Comment l’expliquer ? David Fortin, courtier en assurance des entreprises et au développement des affaires pour le secteur maritime à Aon, a présenté les raisons au Portail de l’assurance. L’assurance maritime est un monde en soi, dit ce diplômé de l’Institut maritime qui travaillait dans des bureaux de conception navale avant d’arriver en assurance, où il met maintenant à profit son expertise du domaine maritime.

Quand on pense à l’assurance maritime, on pense avant tout à ce qui est visible, dit M. Fortin, soit tout ce qui a trait au transport de marchandises.

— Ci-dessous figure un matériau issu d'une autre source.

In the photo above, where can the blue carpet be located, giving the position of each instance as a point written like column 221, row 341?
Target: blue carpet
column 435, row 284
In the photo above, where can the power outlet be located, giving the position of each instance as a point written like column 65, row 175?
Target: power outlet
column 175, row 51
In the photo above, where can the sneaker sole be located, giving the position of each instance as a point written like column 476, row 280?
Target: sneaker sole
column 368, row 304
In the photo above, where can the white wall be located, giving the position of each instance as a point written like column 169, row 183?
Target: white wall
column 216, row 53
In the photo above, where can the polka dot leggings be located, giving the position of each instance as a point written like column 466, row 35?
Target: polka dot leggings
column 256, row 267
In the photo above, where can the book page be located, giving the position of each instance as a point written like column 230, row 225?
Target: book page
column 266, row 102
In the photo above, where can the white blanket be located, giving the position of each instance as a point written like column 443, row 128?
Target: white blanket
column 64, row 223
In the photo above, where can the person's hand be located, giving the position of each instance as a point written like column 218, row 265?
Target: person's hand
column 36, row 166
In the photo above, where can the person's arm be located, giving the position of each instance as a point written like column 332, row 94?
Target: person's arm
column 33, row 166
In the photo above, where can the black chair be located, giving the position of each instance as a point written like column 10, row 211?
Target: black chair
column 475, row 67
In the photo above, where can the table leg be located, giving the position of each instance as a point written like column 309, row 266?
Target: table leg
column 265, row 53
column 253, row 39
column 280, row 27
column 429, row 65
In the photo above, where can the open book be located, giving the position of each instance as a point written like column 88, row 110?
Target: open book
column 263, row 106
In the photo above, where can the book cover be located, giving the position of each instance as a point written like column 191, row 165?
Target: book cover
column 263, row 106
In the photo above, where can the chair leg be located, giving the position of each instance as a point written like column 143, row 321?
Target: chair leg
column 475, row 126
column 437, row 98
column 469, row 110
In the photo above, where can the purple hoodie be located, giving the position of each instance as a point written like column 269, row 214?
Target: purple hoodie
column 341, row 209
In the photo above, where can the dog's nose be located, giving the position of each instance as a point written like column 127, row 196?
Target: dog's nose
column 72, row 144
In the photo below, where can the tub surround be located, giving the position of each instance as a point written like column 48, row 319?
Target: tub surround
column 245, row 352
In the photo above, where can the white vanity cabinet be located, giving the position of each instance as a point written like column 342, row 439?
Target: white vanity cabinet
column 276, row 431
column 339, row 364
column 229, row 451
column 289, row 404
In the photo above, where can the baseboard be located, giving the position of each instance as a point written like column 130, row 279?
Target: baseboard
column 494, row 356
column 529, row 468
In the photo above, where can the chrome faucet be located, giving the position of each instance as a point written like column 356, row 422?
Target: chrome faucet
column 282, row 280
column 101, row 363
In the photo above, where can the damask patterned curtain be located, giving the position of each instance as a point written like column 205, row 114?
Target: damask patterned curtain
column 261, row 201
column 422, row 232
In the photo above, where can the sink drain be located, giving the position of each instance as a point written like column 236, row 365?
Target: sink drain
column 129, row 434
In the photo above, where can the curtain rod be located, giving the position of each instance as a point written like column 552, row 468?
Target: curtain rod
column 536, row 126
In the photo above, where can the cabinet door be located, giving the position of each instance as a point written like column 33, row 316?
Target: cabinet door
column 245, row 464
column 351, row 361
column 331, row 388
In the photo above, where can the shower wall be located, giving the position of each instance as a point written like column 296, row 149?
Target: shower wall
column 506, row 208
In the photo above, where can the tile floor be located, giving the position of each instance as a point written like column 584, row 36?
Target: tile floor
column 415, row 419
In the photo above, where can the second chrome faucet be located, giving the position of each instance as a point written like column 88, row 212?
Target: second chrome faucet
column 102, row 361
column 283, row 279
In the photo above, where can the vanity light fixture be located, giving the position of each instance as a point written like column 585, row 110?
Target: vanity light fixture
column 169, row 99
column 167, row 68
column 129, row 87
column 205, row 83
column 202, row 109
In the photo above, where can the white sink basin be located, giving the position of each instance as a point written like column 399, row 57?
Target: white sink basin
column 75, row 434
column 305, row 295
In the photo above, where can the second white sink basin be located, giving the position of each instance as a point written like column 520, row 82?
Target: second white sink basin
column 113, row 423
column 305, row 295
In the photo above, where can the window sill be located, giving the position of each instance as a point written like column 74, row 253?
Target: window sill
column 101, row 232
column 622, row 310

Il y a toutefois toute une chaine de services qui tourne autour du transport, dit-il, allant de l’ingénierie aux chantiers qui font l’entretien et la réparation de ces navires.

Vient ensuite l’industrie de la pêche, qui a une incidence notable sur le produit intérieur brut, fait remarquer M. Fortin. Ce segment touche tant la capture de poissons et de crustacés que la transformation de ces ressources, sans oublier leur mise en marché.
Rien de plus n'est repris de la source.